L’analisi funzionale del comportamento è un costrutto introdotto da Skinner, padre del comportamentismo, nel 1953:
Il comportamento è un argomento di ricerca difficile non perché sia inaccessibile, ma poiché è estremamente complesso; dal momento che è un processo piuttosto che un oggetto, non può essere isolato e trattenuto per l’osservazione… le variabili esterne di cui è funzione il comportamento costituiscono gli elementi di quella che può essere chiamata un’analisi causale o funzionale. Ci proponiamo di predire e controllare il comportamento di un organismo, e questa è la nostra ‘variabile dipendente’, cioè l’effetto per il quale desideriamo trovare una causa; le nostre ‘variabili indipendenti’, le cause del comportamento sono le condizioni esterne di cui è funzione quel comportamento!
Oggi il concetto di analisi funzionale si è evoluto, differenziato e ampliato rispetto all’intuizione originaria di Skinner, includendo diversi tipi di procedure che possono essere adottati durante l’assessment.

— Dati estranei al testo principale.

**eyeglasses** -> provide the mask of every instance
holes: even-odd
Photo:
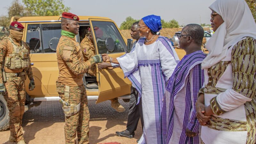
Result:
[[[211,20],[213,20],[213,16],[214,15],[216,15],[216,14],[217,14],[218,13],[216,12],[215,13],[212,13],[211,14]]]
[[[191,38],[193,38],[191,37],[191,36],[189,36],[188,35],[181,35],[181,34],[178,34],[177,35],[177,36],[178,36],[178,38],[179,39],[180,38],[180,37],[181,37],[182,36],[190,36],[190,37],[191,37]]]
[[[139,29],[140,29],[140,28],[142,28],[142,27],[147,27],[147,26],[139,26]]]

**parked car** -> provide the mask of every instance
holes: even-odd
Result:
[[[175,32],[174,36],[173,36],[172,38],[172,41],[174,46],[178,45],[179,45],[179,39],[178,38],[178,35],[180,34],[180,31]],[[204,37],[205,37],[206,39],[206,42],[204,45],[204,46],[205,46],[205,45],[206,44],[206,43],[207,43],[207,41],[208,41],[210,38],[212,37],[212,35],[207,31],[205,31],[204,35]]]
[[[96,38],[92,35],[96,54],[107,53],[116,58],[128,52],[132,46],[132,41],[126,40],[118,27],[109,18],[79,16],[78,23],[80,30],[87,29],[90,27],[97,26],[103,31],[103,36]],[[61,36],[59,16],[13,17],[11,22],[20,22],[24,27],[22,40],[30,48],[30,58],[36,88],[28,91],[28,79],[26,81],[25,110],[40,105],[42,101],[59,100],[56,91],[56,80],[59,76],[56,49]],[[79,34],[75,37],[78,42],[82,41]],[[176,49],[180,59],[186,52],[183,50]],[[128,78],[124,78],[120,68],[110,70],[97,68],[96,77],[85,74],[83,81],[87,99],[95,100],[96,103],[118,97],[129,99],[132,84]],[[0,95],[0,131],[9,127],[9,110],[3,96]]]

L’analisi funzionale del comportamento può essere utilizzata in qualsiasi situazione di quotidianità e con tutti i comportamenti osservabili, quando abbiamo necessità di individuare le variabili ambientali che precedono e consolidano un certo comportamento. Tale procedura applicativa è basata sulla premessa teorica del comportamentismo secondo la quale i comportamenti si verificano sempre all’interno di un contesto, caratterizzato da una sequenza di eventi antecedenti e conseguenti, per assolvere specifiche funzioni.
Sapere che i comportamenti non avvengono casualmente, ma per uno o più motivi, consente di assumere un ruolo attivo, efficace ed individualizzato in fase di valutazione di intervento, al fine di comprendere la funzione del comportamento osservato.
Parent Training e analisi funzionale del comportamento
Che cos'è l'analisi funzionale di un comportamento nel contesto del Parent Training?
L’analisi funzionale è una metodica necessaria per rilevare lo scopo-funzione di un determinato comportamento.
Usata da esperti soprattutto in ambito evolutivo, parte dall’esperienza concreta e da episodi di vita quotidiana che riguardano il bambino, fornendo strumenti operativi per aiutare i genitori a osservare i meccanismi che rinforzano le abitudini alla base dei comportamenti non adeguati, per poi proporre strategie per modificarli e verificare se queste siano adatte ed efficaci a modificare i comportamenti presi in esame.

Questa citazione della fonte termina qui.